I'm not sure which section a post on finding the Euler numbers using series belongs, so I put it here.

Find (a) the radius of convergence, and (b) the first six Euler numbers $\displaystyle E_n$ from:

$\displaystyle \frac1{\cosh(z)}=\sum_{n=0}^\infty \frac{E_n}{n!}z^n$

I haven't any idea how to start the part (a).

I can't put the finishing touches on part (b):

$\displaystyle \cosh(z) = \frac{e^z+e^{-z}}{2}$

$\displaystyle e^z = \sum_{n=0}^\infty \frac{z^n}{n!}$

$\displaystyle e^{-z} = \sum_{n=0}^\infty \frac{(-1)^n z^n}{n!}$

$\displaystyle e^z+e^{-z} = \sum_{n=0}^\infty \frac{z^n}{n!} + \sum_{n=0}^\infty \frac{(-1)^n z^n}{n!} = \sum_{n=0}^\infty \frac{(2z)^n}{(2n)!}$

So,

$\displaystyle \frac{1}{\cosh(z)} = \frac{2}{2\sum_{n=0}^\infty \frac{(2z)^n}{(2n)!}} = \frac{1}{\sum_{n=0}^\infty \frac{(2z)^n}{(2n)!}}$

However, I can't quite get this to a format where I can get the Euler numbers.

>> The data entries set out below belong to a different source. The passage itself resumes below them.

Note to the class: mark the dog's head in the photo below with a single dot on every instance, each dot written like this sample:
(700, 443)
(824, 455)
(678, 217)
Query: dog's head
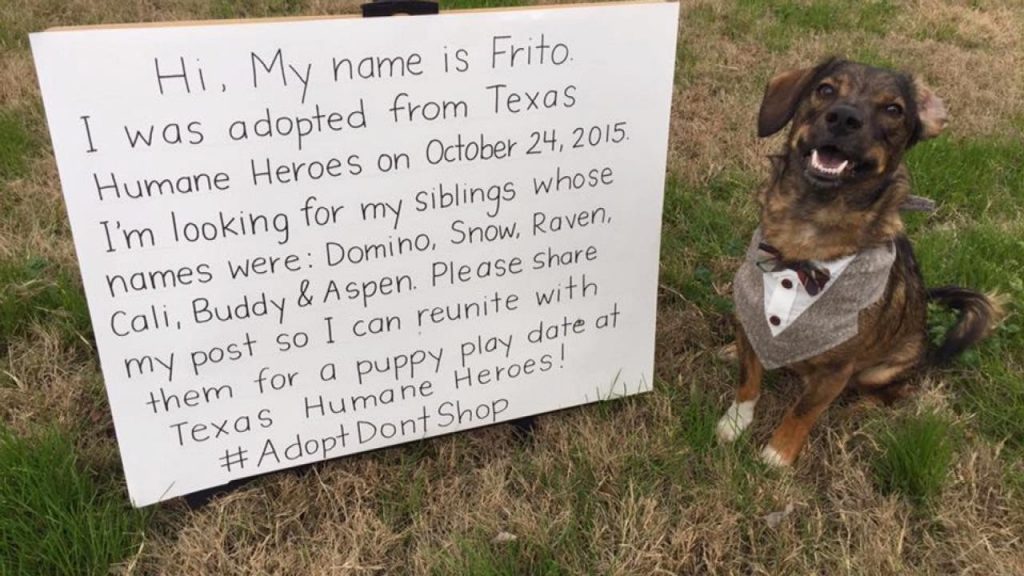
(851, 123)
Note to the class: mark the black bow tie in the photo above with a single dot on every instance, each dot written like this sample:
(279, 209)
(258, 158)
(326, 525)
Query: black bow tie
(811, 276)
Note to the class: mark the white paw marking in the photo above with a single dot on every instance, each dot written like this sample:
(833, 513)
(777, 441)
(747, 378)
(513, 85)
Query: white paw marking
(735, 420)
(773, 458)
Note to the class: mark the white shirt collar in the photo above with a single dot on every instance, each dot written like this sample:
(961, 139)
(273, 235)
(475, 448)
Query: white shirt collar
(785, 297)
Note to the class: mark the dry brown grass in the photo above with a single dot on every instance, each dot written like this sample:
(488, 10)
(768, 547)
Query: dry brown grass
(610, 489)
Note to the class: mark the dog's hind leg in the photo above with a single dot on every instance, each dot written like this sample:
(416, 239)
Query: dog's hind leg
(823, 384)
(740, 414)
(887, 381)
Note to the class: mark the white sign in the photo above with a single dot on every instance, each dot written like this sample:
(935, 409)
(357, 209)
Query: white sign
(305, 239)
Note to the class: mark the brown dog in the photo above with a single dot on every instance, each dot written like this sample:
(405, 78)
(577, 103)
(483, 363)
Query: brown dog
(829, 287)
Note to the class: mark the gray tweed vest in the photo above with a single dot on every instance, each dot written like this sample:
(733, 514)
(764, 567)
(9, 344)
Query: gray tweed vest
(829, 321)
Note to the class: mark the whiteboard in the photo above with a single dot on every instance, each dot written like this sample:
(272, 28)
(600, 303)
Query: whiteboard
(311, 238)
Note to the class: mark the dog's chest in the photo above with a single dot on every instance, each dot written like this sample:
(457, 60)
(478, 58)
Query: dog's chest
(785, 324)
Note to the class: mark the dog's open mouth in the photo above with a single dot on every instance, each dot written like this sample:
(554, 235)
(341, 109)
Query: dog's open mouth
(828, 164)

I know I can't flip the bottom fraction since it's an infinite sum. But I only need the first six, yet I still can't do it. The first one I can do with the first term of the series (right?):

$\displaystyle \frac{1}{\cosh(z)} = \frac{1}{\sum_{n=0}^\infty \frac{z^n}{(2n)!}} = \frac{1}{1}=1$ and $\displaystyle E_0=1$ (so the back of my book says).

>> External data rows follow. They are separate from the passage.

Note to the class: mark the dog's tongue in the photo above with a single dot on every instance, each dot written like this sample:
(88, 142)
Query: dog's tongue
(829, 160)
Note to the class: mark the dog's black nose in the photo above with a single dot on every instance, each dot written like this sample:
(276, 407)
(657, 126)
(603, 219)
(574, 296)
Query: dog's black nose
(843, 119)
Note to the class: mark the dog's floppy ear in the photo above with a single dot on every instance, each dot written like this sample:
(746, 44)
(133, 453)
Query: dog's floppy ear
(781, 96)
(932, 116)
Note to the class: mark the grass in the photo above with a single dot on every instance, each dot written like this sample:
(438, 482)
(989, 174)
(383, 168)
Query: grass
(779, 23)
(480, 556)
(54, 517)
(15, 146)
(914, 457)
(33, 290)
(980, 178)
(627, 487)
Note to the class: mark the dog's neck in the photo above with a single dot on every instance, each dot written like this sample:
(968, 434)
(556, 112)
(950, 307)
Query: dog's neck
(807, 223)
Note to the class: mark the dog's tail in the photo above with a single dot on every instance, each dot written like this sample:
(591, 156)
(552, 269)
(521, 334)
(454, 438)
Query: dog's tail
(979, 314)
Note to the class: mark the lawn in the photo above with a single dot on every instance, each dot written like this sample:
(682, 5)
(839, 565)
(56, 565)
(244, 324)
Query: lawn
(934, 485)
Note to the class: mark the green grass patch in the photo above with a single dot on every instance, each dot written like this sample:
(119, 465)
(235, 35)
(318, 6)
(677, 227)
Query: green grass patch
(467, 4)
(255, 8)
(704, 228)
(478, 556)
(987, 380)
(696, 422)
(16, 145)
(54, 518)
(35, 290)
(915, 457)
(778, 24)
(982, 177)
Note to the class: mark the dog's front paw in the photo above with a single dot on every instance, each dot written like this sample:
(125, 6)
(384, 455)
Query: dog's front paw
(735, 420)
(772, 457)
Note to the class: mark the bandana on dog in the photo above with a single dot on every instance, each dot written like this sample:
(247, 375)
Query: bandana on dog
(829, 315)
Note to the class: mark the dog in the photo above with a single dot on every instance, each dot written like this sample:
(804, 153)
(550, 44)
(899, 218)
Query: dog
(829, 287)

The next term, and the one after that, is:

$\displaystyle \frac{1}{\cosh(z)} = \frac{1}{1+z^2/2}=\frac{2}{2+z^2}$

$\displaystyle \frac{1}{\cosh(z)} = \frac{1}{1+z^2/2+z^4/4!}=\frac{24}{24+12z^2+z^4}$

Now what? How do I find the coefficient's of z, z^2, etc. from this?

I'm still working on part (a), so I don't have a specific question yet.

Thanks.

P.S. How do you make a new line in this forum? I tried \\, \\*, and \newline with no success and had to make separate 'math' tags for each line.